Charla was good as her word, keeping things simple at first—mostly stretching and a few basic dance steps, all of us getting used to following her lead. Then she had us start putting combinations together. When I’d thought about being a part of Daisy Chain, the dancing was what I’d been most excited about, something I could actually picture myself doing: my mom never had money for dance classes or anything like that, but I’d been making up routines with Olivia for as long as we’d known each other. I understood how to move my body—how to follow the steps in a combination, how to commit it quickly to memory both in my brain and in my limbs. It was actually sort of fun. I was a better dancer than Kristin, I noticed with relief, glancing at her in the long wall of mirrors. Her elbows were constantly jerking around. Ashley was really good, though, and Olivia was downright pristine: forever precise and calculated in her movements, never a step out of place.

It was hard work, physical and demanding; by the time we broke for lunch, my stomach was actually growling. Juliet had run out for sandwiches, which we ate at a picnic table set up on a swath of scratchy crabgrass in the middle of the parking lot. The studio was set back in an industrial park, next to a shipping facility and a paint-your-own-pottery place that looked long shuttered. A couple of guys in delivery uniforms looked over at us curiously as they loaded boxes onto their trucks.

“It’s too hot to eat,” Kristin said, and the others nodded in agreement, though I personally was not finding that to be the case whatsoever. Olivia picked at her sandwich, pulling the tomatoes off the bread and nibbling around their limp pink edges.

“You’re not hungry?” I asked casually, and Olivia shook her head.

I was trying to figure out what I could say to that in front of the others when a black van pulled into the far side of the parking lot and a group of guys piled out of it, slamming doors and laughing and generally making noise. “Um,” I said, not wanting to sound like an idiot and knowing I was going to. “Hey. There are boys here.”

“Oh yeah, that’s Hurricane State,” Kristin said, glancing over her shoulder like it was no big deal. “They’re living at the complex, too, I think.”

Olivia’s eyes widened, craning her neck to look. “Hurricane State is here?”

“What’s Hurricane State?” I asked.

“The group Guy put together last year,” Ashley informed me, in a voice that implied this was something I should have known already. “They’re touring, too.”

“With us? I mean, with Tulsa?”

Ashley smirked. “That’s the idea.”

The boys noticed us a moment later and ambled over in our direction in a shaggy, sneakered pack. “Hey, ladies!” one of them called. There were five of them, around our age or maybe a little older, but as far as I was concerned there was only one worth looking at: he had wavy blond hair and high, sharp cheekbones, a dozen brightly colored friendship bracelets looped around his elegant wrist. Alex.
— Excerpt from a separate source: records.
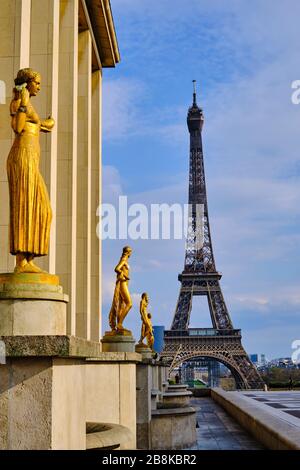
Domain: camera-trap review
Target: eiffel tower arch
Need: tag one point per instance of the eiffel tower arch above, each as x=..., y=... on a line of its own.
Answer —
x=200, y=277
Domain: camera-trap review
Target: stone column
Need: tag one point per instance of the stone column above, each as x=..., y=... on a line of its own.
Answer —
x=44, y=51
x=96, y=199
x=83, y=261
x=66, y=207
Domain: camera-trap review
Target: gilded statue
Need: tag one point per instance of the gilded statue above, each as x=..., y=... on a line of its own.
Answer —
x=30, y=210
x=147, y=329
x=122, y=302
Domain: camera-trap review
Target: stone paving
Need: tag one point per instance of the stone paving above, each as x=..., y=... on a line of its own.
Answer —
x=217, y=430
x=283, y=405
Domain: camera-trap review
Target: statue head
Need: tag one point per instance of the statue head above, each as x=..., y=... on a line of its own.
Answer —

He noticed me at the exact same moment, head tipped to one side and a slow grin spreading across his face. I looked away, feeling my body get warm down to the arches of my feet inside my sneakers, simultaneously annoyed that he hadn’t mentioned he was part of one of Guy’s groups and fully aware I’d left that information out, too. My tongue stuck dryly to the roof of my mouth.

Ashley was calling hello back to them—so far none of the rest of us had—when Olivia clambered up from the picnic table and beelined in their direction. “Alex Harrison!” she called.